Released in January 1971, the single was an immediate hit, so Berry gave the green light to an album, provided Gaye could complete it in thirty days. It took significantly less. Gaye reassembled the band and captured the same lightning in a bottle, armed with an array of like-minded compositions,  touching on everything from environmental ruination (“Mercy Mercy Me”) and urban decay (“Inner City Blues”) to apocalyptic imagery (“Save the Children”) and drug addiction (“Flying High”), all told without preaching or dogma, every song framed by the album’s titular question. It’s doubtful any of this was a happy accident. It’s an album too conceptually designed, beautifully bookended by the title track and “Inner City”, to be the result of anything other than careful conceptual mapping. 

Appearing May 21st, 1971, What’s Going On was unlike any Motown release to come before it. Songs flowed into one another, backing musicians were credited, a photo of a serious and bearded Gaye adorned the cover. Yet acclaim was universal and immediate. Critics and fans alike adored the record. Despite the worries of Motown’s ‘quality control’ team, the album spawned three top ten singles (the title track, “Mercy” and “Inner City”), and publications as diverse as UK’s NME and Rolling Stone have named it the best album of all time. 

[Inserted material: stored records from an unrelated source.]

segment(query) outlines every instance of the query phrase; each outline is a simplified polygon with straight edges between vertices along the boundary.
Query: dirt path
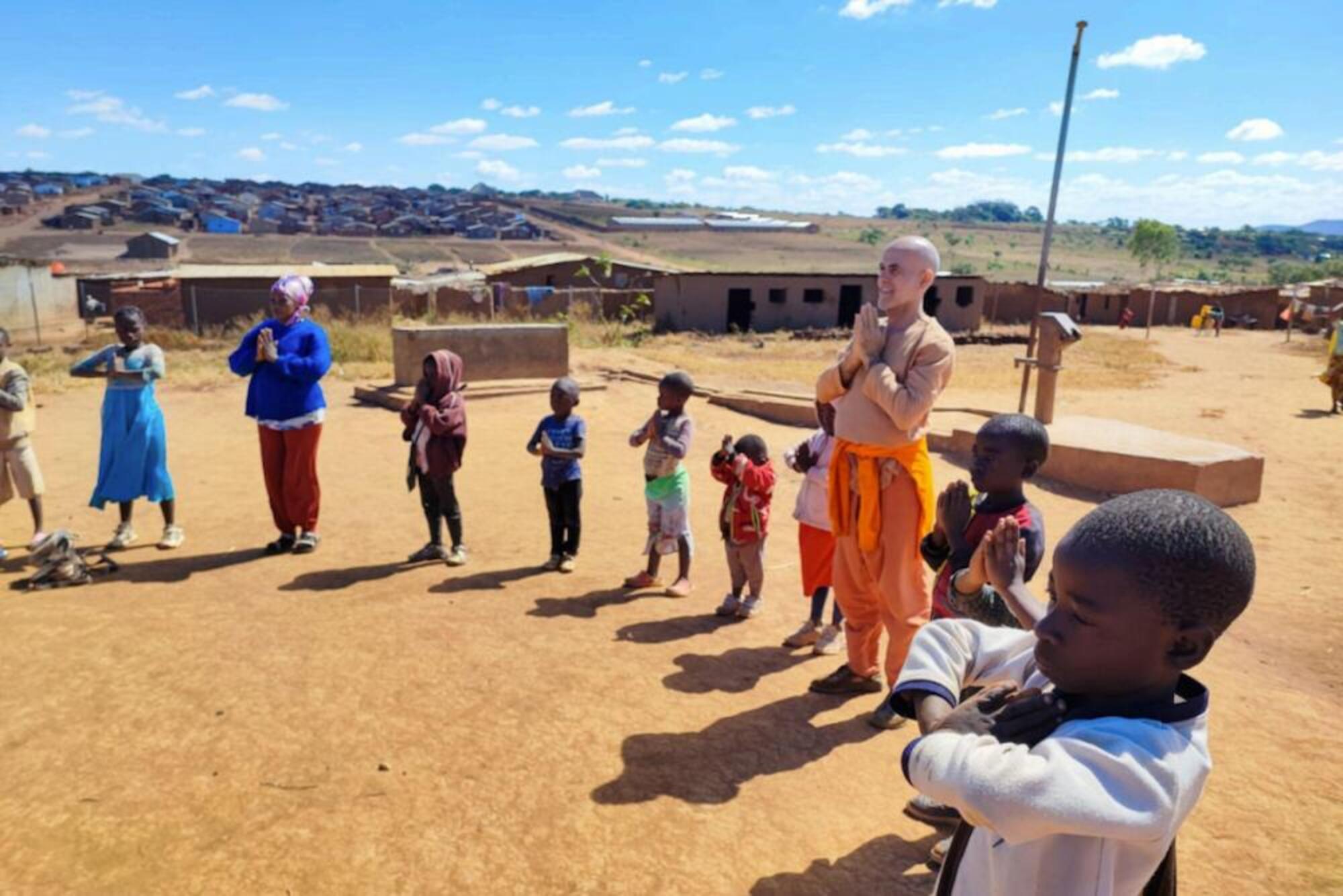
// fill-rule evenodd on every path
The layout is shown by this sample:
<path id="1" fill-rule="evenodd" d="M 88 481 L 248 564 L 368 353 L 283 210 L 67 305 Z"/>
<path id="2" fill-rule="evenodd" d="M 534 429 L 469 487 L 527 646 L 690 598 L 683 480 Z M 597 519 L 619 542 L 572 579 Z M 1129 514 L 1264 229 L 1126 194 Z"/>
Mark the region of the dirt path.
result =
<path id="1" fill-rule="evenodd" d="M 1343 420 L 1296 418 L 1319 404 L 1319 384 L 1297 376 L 1308 364 L 1248 347 L 1185 347 L 1190 364 L 1246 371 L 1229 375 L 1238 388 L 1205 377 L 1215 403 L 1189 372 L 1132 408 L 1096 394 L 1069 410 L 1095 403 L 1284 453 L 1265 500 L 1236 512 L 1261 588 L 1201 670 L 1218 764 L 1180 836 L 1180 877 L 1219 896 L 1338 892 L 1339 629 L 1326 598 L 1343 576 L 1340 496 L 1317 470 Z M 545 514 L 521 446 L 545 396 L 470 406 L 458 488 L 473 563 L 449 571 L 398 563 L 423 540 L 404 445 L 392 415 L 348 406 L 346 391 L 329 387 L 318 553 L 258 556 L 270 536 L 242 388 L 168 390 L 185 548 L 136 548 L 94 587 L 0 594 L 0 891 L 928 892 L 933 832 L 900 814 L 912 733 L 869 728 L 870 700 L 804 693 L 834 661 L 776 646 L 804 611 L 795 476 L 780 477 L 767 614 L 710 615 L 727 584 L 709 535 L 712 446 L 749 430 L 778 455 L 802 431 L 692 407 L 698 590 L 674 600 L 614 587 L 638 566 L 639 455 L 624 437 L 650 388 L 583 399 L 586 529 L 571 576 L 536 570 Z M 52 524 L 89 540 L 113 525 L 111 510 L 81 506 L 98 400 L 47 399 L 38 442 Z M 1199 407 L 1226 410 L 1214 420 Z M 940 482 L 962 474 L 935 467 Z M 1035 494 L 1052 539 L 1091 506 Z M 153 509 L 137 523 L 152 541 Z M 8 505 L 0 536 L 26 535 Z M 7 580 L 19 567 L 0 566 Z"/>

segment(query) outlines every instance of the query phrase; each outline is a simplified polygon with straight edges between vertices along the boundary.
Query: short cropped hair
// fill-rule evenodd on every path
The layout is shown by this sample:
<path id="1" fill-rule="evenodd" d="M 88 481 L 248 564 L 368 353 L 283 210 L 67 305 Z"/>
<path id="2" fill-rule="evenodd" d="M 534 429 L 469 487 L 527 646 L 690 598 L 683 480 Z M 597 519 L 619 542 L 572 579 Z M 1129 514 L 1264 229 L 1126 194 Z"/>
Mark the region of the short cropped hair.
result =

Normally, you’d regard such hyperbole with a healthy degree of cynicism, but in this case, I’m not so sure they’re wrong. Gaye would never return to social commentary, though he’d keep the softer vocal approach and turn up the heat on the sexuality in future releases. What’s Going On was his outlier, a concept album that casts its own spell. I get chills to this day when I hear the downbeat of “Inner City” or the gliding sax intro to the title track. It’s not just that the album captured a near-perfect time snapshot of the times. Fifty years on, it asks questions that still need to be answered.